Suor Kidane ricorda una madre di due figli che vive col cugino e un amico di lui. Il marito l’ha lasciata anni prima, partendo per il Rwanda senza salutare, stanco di lei che “non voleva farsi avvicinare da lui” a causa del trauma subito dagli stupri. “Era stata abusata tante volte, e non ne aveva mai parlato. Con i soldi che le diamo paga le spese sanitarie dei bambini. Proprio ieri mi diceva ‘se loro vanno via, andrò a vivere sotto gli alberi’ e ‘se se ne vanno mi ammazzo, non posso lavorare’. Una volta si era rifiutata di andare a letto con uno dei trafficanti e questo l’ha picchiata con il calcio dell’arma sulla schiena, provocandole danni permanenti alle vertebre, per questo non può lavorare”.
Al momento la suora comboniana sta intervistando alcune profughe, nella speranza di ricollocarle in America attraverso l’Unhcr. Sono colloqui di almeno due ore, perché “ogni persona è un mare”. “Le quattro donne che ho sentito ieri erano state tutte abusate sessualmente. E quello che mi colpisce è che ancora sorridono. Ancora credono e dicono: ‘se il Signore non fosse stato con me, non so come avrei fatto’. Questo mi colpisce molto: una persona che ha passato l’inferno che ancora sa sorridere, credere”.
“Il nostro lavoro è ridare loro fiducia nelle persone, far vedere loro l'umanità”, continua suor Kidane. “Perché se perdono l’umanità si perde tutto. Quelle che le hanno torturate sono anch’esse persone. Tante delle nostre donne divorziano perché perdono la fiducia nelle persone. Vengono da noi con sospetto e paura. Serve ascoltarli ancora e ancora, cento volte, per dar loro uno spazio di fiducia”.
In Israele, in molti si sono sollevati per i profughi: “Noi, organizzazioni come Hotline, ma non solo. Anche quelli che danno loro lavoro in hotel, ristoranti. Anche loro stanno combattendo, ma la nostra paura è che il governo non ascolti nessuno”.

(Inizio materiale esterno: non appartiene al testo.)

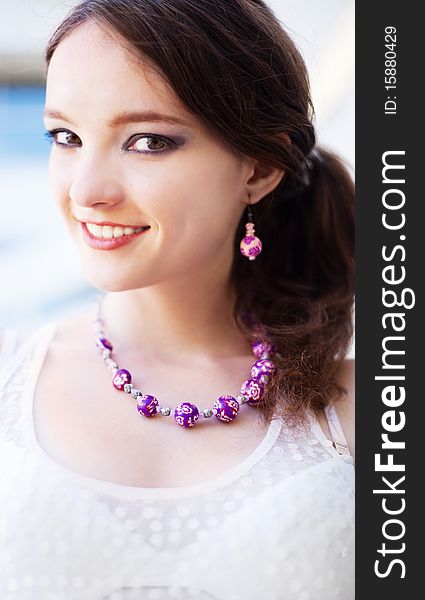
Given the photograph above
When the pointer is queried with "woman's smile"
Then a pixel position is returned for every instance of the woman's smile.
(107, 236)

Per suor Kidane è importante ricordare che il problema dei profughi non riguarda solo Israele. “Ogni persona, rifugiato, che incontriamo – non solo in Israele – ha un bagaglio, una sofferenza. Il fenomeno dei rifugiati crea disguidi e razzismo, e loro si sentono non voluti. Bisogna guardare alla persona, a quanto ha pagato per arrivare dove è. Bisogna credere che non sono una sfida, ma una ricchezza, perché portano tanta bellezza in loro, non solo paura. Dobbiamo essere persone di speranza per le persone che incontriamo per strada”.

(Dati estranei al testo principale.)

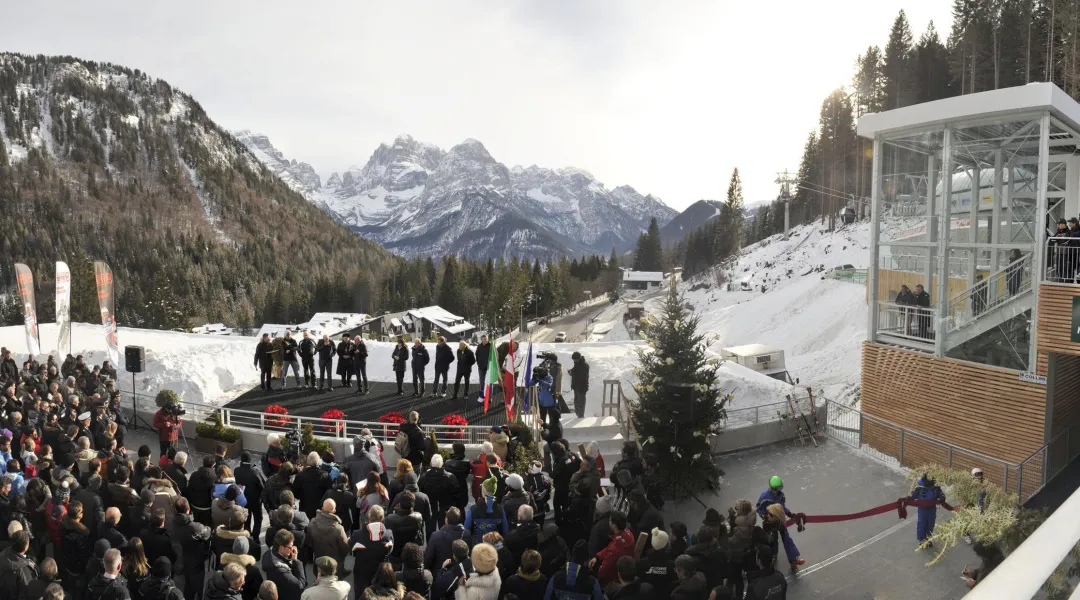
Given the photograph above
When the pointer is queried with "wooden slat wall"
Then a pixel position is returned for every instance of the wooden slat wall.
(1066, 391)
(1055, 318)
(981, 408)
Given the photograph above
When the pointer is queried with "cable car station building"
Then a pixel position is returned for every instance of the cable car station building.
(967, 194)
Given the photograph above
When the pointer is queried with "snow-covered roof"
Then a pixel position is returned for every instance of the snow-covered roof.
(443, 318)
(321, 324)
(1028, 98)
(752, 350)
(643, 276)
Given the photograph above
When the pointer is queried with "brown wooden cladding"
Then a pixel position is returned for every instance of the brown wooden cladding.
(1065, 405)
(1055, 318)
(981, 408)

Il problema dei migranti è molto sentito anche dalla Chiesa di Gerusalemme, che ha fondato per loro il centro pastorale “Nostra Signora del Valore” a Tel Aviv. Lì come a Gerusalemme esiste una piccola comunità parrocchiale di eritrei che sono cattolici di rito ge’ez, mentre la maggioranza sono ortodossi.
P. Rafic Nahra, responsabile della pastorale, ribadisce anche lui che “servono soluzioni più umane”. “Quello che è importante è che la Chiesa mostri che è cosciente e che lo faccia con amicizia”, continua il sacerdote. “Non si tratta di condannare Israele, ma di dire che questo non è umano, e che bisogna trovare altre soluzioni”.
Da quando il governo ha costruito un recinto nel Sinai nel 2012, “il numero dei richiedenti asilo sta decrescendo, non crescendo. Non si può dire che ci sia la paura di continui arrivi. Erano 65mila tre-quattro anni fa. E quelli che sono qui, i loro bambini sono nati qui, sono pronti a lavorare”. Anche in questo momento di incertezza, essi lavorano per far vivere i loro figli.
“Il problema è che [le autorità] dicono che non sono richiedenti asilo, ma migranti economici. Ma che denaro? Quelle persone che hanno attraversato il Sinai sono stati catturati, sono stati ostaggi, hanno sofferto”.